JTC1/SC22/WG14
N952
Document: WG14 N952
BDTI's Comments on N948
(Extension for the programming language C to support embedded processors)
John R. Hauser
Berkeley Design Technology, Inc.
2001 August 16
Since Copenhagen, we've adjusted our prototype fixed-point implementation at
BDTI to reflect the changes that came out of that meeting. In working with
the new system, we found a major flaw in the arithmetic rules, for which
we will be proposing a fix. Also, in response to concerns voiced by David
Keaton, we've tried to find a set of "least common denominator" requirements
for the fixed-point types that we can accept. At the same time, I've been
collecting details for most of the "multimedia extensions" to mainstream
processors (such as MMX for Intel Pentiums), so we can be sure they aren't
shortchanged by the language.
Most of the changes we suggest to the draft are detailed in text attached to
the bottom of this document. The most significant points are:
- Relax the requirements on fixed-point type formats.

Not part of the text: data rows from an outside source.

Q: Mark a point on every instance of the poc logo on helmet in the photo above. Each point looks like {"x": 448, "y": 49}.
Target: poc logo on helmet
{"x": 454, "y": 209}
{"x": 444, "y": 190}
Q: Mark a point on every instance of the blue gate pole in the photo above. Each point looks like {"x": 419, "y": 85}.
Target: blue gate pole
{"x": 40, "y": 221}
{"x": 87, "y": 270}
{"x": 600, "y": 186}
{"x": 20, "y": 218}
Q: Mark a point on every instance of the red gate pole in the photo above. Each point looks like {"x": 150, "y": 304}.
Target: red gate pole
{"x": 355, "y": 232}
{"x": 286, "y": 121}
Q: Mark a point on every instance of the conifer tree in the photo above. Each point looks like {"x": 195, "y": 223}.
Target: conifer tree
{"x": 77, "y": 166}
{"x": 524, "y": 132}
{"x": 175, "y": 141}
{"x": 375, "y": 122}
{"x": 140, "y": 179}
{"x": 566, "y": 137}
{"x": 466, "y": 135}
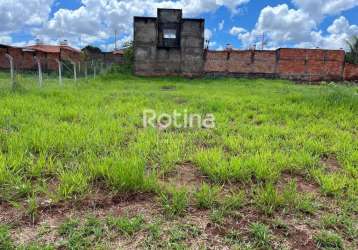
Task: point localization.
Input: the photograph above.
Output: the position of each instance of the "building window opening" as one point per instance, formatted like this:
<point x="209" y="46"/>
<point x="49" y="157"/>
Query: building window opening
<point x="170" y="33"/>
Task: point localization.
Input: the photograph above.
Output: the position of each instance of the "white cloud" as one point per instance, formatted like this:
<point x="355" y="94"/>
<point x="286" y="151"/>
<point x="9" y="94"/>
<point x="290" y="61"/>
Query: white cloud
<point x="339" y="32"/>
<point x="283" y="26"/>
<point x="237" y="30"/>
<point x="208" y="34"/>
<point x="317" y="9"/>
<point x="5" y="39"/>
<point x="97" y="20"/>
<point x="279" y="24"/>
<point x="221" y="25"/>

The exact rules we are proposing are spelled out below, and I won't try
to repeat them here. Of note, our new rules would no longer require
that corresponding "fract" and "accum" types have the same number of
fractional bits. Although perhaps less concise than before, several
rules are needed to ensure that the arithmetic makes sense (e.g., "long
fract" cannot have fewer fractional bits than "fract"; etc.).

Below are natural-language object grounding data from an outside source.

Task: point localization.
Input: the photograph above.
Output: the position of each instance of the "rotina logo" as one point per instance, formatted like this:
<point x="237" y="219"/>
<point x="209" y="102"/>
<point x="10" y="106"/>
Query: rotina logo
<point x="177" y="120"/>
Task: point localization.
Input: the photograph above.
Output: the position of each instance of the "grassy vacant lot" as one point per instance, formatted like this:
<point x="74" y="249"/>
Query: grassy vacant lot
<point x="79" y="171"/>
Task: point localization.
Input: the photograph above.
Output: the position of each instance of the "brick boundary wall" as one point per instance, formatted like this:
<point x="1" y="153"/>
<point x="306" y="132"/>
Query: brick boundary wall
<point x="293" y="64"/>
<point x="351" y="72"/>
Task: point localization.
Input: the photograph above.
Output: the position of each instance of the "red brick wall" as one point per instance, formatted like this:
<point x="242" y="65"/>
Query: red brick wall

Included in the text below are our recommendations for specific fixed-
point formats on various systems. These recommendations are based on
a careful evaluation of the capabilities of each processor, and I'm
prepared to argue that the formats are realistic for each system. You
may note that, except in one instance, the formats we propose satisfy the
stricter type rules of the existing draft. We expect the current draft's
rules to be kept as "recommended practice", because they should be.
- Suppress the "usual arithmetic conversions" for fixed-point types.
BDTI's original proposal did not permit an arithmetic operation with, for
example, "accum" for one operand and "long fract" for the other. This
was refused on the grounds that "accum" has more integral bits than "long
fract", but "long fract" may have more fractional bits than "accum".
When the committee in Copenhagen insisted that this be allowed, some
"usual arithmetic conversion" rules were invented that promoted the "long
fract" operand to "accum" before the operation occurred, similar to the
way the "usual arithmetic conversions" work for other C types.
Unfortunately, the automatic conversions we added were a mistake.
The reason they're a mistake is similar to the reason we agreed not to
support "usual arithmetic conversions" from integers to fixed-point. As
we discussed in Copenhagen, for integer operands, such conversions would
make it impossible to perform a meaningful multiplication or division
between an integer and a "fract" fixed-point value, because automatic
conversion of the integer operand to the "fract" type would be guaranteed
to overflow unless the integer happened to be 0 or -1. To avoid this
gratuitous overflow, the current draft defines an arithmetic operation
between an integer and a fixed-point value as occuring directly on the
two types as they are, without first converting the integer operand to
match the type of the fixed-point operand.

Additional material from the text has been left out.